Using the Budyko framework to evaluate the human imprint on long-term
surface water partitioning across India
Abstract
The Budyko curve, relating a catchment’s water and energy balance,
provides a useful tool to analyse how physio-climatic and socio-economic
characteristics may impact long-term runoff. Often a parametric form of
the curve, the Fu’s equation, is used to represent the catchment’s
long-term water partitioning behaviour. Fu’s parameter ω, typically
derived from observed climate and runoff data, can further be related to
catchments’ physio-climatic characteristics to enable understanding the
main drivers of their water balance. At times, prior analyses have
reported potentially conflicting controls of characteristics on ω. Based
on the rationale that several hydrological processes act across varying
spatio-temporal scales, we hypothesize that the impact of a
physio-climatic factor on ω is driven by its broader regional setting.
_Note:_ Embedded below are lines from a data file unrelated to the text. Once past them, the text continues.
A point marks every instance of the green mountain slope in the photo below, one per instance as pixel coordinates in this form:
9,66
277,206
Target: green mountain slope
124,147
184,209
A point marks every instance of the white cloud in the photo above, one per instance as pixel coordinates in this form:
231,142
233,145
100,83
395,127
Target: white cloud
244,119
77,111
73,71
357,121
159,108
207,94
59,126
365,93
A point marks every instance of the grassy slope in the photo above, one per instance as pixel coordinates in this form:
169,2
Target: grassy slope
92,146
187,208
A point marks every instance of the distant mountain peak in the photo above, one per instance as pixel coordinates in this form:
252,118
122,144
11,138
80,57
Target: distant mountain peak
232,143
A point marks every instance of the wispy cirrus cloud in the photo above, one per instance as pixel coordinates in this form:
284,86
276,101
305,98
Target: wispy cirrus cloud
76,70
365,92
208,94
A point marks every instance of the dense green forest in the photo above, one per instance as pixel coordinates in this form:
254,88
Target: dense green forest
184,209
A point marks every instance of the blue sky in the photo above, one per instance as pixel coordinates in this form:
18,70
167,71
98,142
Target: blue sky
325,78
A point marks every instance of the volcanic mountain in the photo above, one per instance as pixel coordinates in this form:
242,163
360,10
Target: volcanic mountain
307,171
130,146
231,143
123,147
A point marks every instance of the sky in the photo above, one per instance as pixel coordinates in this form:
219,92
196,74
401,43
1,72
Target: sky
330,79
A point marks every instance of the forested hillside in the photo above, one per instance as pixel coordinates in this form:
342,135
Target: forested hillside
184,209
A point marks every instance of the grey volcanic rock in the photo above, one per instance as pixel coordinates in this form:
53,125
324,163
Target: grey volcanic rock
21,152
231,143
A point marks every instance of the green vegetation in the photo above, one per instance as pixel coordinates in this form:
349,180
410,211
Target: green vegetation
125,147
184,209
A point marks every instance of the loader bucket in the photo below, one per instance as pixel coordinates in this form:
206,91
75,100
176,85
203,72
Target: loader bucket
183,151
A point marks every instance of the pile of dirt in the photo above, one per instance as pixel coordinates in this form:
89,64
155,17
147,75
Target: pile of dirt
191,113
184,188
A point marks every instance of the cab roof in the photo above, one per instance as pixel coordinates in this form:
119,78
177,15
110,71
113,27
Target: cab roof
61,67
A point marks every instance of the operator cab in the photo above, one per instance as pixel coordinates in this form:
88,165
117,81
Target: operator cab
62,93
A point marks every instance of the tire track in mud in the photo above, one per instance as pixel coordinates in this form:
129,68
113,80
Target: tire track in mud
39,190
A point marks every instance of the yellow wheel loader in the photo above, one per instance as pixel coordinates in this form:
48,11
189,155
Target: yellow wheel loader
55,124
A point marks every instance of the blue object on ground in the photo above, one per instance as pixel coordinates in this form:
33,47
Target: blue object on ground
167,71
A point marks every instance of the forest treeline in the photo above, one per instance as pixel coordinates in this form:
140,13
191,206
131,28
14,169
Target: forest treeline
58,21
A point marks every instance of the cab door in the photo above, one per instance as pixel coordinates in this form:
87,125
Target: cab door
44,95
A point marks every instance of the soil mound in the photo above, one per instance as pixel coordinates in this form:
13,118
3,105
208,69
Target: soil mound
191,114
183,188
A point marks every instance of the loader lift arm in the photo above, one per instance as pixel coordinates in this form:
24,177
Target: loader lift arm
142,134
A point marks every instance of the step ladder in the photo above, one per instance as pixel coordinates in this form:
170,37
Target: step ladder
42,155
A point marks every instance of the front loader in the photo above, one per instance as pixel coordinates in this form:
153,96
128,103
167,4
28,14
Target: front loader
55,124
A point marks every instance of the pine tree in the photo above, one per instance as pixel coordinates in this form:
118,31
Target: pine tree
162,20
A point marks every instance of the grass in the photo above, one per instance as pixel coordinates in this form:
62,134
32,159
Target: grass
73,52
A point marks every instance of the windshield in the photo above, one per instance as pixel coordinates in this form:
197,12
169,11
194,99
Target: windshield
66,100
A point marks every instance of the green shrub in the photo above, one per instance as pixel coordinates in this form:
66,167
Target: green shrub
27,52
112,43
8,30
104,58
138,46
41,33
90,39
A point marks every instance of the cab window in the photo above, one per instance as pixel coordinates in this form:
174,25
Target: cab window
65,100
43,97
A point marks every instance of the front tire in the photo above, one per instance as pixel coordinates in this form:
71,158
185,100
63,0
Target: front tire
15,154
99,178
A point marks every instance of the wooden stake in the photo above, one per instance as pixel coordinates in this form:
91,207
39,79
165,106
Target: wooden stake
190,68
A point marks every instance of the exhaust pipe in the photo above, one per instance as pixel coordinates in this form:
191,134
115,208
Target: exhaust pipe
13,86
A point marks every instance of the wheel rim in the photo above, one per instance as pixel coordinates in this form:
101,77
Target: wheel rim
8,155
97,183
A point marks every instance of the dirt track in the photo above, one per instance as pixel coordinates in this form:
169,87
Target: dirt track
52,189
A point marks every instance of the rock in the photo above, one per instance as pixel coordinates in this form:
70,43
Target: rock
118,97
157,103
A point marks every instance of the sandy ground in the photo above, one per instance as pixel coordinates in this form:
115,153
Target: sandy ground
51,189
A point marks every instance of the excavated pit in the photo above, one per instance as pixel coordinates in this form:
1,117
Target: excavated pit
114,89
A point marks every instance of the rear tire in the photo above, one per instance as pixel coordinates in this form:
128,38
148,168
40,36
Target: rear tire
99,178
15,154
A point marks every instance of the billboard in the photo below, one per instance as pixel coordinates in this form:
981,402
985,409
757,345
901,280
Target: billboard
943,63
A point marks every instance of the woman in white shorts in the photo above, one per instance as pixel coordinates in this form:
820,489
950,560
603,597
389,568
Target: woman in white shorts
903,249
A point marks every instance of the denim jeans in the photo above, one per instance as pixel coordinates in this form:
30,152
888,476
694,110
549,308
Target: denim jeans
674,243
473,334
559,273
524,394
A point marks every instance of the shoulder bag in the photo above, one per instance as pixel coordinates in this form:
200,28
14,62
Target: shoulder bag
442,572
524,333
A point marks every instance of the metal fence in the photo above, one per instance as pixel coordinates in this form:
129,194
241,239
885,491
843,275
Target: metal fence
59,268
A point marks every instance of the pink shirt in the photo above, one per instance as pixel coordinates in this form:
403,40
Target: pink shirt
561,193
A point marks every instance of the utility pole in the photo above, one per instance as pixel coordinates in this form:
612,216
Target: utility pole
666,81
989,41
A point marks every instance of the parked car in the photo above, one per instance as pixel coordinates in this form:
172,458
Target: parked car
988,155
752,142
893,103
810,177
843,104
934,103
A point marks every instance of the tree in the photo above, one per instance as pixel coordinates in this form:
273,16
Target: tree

We test our hypothesis by developing relationships between ω and a
curated database of 33 physio-climatic and socio-economic
characteristics for 534 regional divisions of India. We employ two
related data-space splitting algorithms: classification and regression
trees (CART) and random forest (RF) to study the effects of potential
controlling factors within their regional context. The algorithms
diagnose a hierarchy of representative vegetation, climate, soil, land
use land cover, topography and anthropogenic controls. The most
important characteristics controlling ω were found to be: long-term
temperature, percentage of short rooted vegetation, population density,
and long-term precipitation. We show the significance of considering the
regional context by highlighting contrasting effects of two factors:
long-term temperature and the proportion of sand to silt content on ω.
Anthropogenic activities were found to be decisive in governing the
effect of long-term temperature, indicating their influence on
hydrological processes across the Indian subcontinent.